Isidro y colaboradores (2003) detectaron mediante SSCP y DHPLC, 4 mutaciones nuevas en el gen MLH1 y un nuevo polimorfismo silencioso en el gen MSH2 en familias portuguesas de Lynch (16). De la Fuente y colaboradores (2007) detectaron 87% de mutaciones en el gen APC por SSCP; de las cuales, más del 50% no habían sido descritas. El alto porcentaje de mutaciones nuevas encontradas puede ser por la composición genética de la población chilena, la cual, es una mistura de amerindios y españoles (17).

En la población española, la mutación en el codón 1061 del gen APC es una de las más comunes en las Islas Baleáricas. Aunque este codón sea un hot-spot, el análisis de haplotipo de estas familias es consistente con la presencia del efecto fundador de la deleción de 5pb en el codón 1061 en familias FAP de las Islas Baleáricas españolas (18). La relevancia de estos estudios es tener un mayor conocimiento de la susceptibilidad al cáncer hereditario, y la posibilidad de identificar mediante el diagnóstico molecular a los familiares de alto riesgo (19).

El número de pólipos rectales y las regiones de las mutaciones en el gen APC están siendo utilizados para direccionar el tratamiento quirúrgico en pacientes con FAP familiar. Por lo tanto, la identificación de mutaciones germinativas en los genes APC o MYH puede direccionar la selección del tratamiento quirúrgico (20).

Cromatografia Líquida Desnaturante de Alta Performance (DHPLC)

En sus inicios, esta metodología presentó una efectiva aplicación para la separación de oligonucleotidos, fragmentos de PCR y análisis de productos formados a partir de RT-PCR para determinar los niveles de expresión génica.
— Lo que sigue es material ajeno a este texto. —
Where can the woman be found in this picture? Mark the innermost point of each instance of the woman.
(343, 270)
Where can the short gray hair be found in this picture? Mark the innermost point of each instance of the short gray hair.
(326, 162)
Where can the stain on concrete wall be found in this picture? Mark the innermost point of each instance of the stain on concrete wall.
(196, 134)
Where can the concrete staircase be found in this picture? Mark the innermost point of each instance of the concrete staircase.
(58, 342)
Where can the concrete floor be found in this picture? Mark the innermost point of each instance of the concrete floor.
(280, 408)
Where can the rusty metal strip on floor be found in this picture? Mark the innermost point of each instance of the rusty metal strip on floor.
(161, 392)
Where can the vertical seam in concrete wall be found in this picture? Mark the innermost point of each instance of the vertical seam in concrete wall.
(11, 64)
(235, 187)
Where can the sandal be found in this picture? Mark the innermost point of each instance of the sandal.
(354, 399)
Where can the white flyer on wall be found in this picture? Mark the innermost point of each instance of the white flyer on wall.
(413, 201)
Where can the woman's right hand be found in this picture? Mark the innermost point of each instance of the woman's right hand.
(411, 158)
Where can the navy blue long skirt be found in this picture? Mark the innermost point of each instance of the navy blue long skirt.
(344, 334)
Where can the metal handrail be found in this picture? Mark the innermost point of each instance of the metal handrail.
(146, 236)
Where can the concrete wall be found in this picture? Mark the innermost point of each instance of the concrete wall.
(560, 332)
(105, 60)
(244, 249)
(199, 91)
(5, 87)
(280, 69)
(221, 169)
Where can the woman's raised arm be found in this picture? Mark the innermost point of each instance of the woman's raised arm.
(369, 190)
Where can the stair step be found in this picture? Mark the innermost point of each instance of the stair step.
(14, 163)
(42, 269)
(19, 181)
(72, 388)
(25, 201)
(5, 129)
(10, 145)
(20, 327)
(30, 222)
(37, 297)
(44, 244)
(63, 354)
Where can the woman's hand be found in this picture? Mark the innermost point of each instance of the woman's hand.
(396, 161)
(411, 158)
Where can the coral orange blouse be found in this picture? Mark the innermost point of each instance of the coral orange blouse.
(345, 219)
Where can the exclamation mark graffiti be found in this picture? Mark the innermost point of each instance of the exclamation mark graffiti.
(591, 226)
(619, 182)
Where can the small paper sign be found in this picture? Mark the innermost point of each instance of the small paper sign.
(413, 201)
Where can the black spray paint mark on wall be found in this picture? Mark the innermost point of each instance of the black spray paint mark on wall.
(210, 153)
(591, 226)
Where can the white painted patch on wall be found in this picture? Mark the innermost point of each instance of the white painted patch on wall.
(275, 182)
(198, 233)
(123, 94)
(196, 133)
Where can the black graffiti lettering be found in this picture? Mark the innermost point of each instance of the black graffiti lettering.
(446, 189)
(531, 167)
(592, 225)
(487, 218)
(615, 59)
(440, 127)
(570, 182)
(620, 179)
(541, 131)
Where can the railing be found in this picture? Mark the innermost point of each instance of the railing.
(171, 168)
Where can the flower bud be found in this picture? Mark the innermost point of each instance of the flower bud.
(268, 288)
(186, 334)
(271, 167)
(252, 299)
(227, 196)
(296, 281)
Esta técnica está basada en la detección automatizada de segmentos de DNA mediante una cromatografía liquida de alta performance de fase íonica-pareada reversa. El principio de DHPLC se basa en la desnaturación y reanelamiento de amplicones de tipo salvaje y mutado y la comparación entre sus perfiles (21).

Para alcanzar resultados más confiables, se sugiere un análisis preliminar de la cualidad de los amplicones a temperaturas no desnaturantes de 50ºC. En estas condiciones, la presencia de mutaciones de pequeñas repeticiones también puede ser detectadas (Figura 3).

 

 

Los productos de PCR no necesitan ser purificados para el análisis por DHPLC. El analizador de DHPLC (Transgenomic Wave) presenta una manipulación automatizada de 96 muestras simultáneamente, lo que disminuye la mano de obra del operador. Aproximadamente, 10ul (50-200ng) de producto de PCR son utilizados para el análisis mediante DHPLC y consecuentemente, el producto remanente de PCR (20-50ul) puede ser usado para purificación, secuenciación u otro procedimiento experimental.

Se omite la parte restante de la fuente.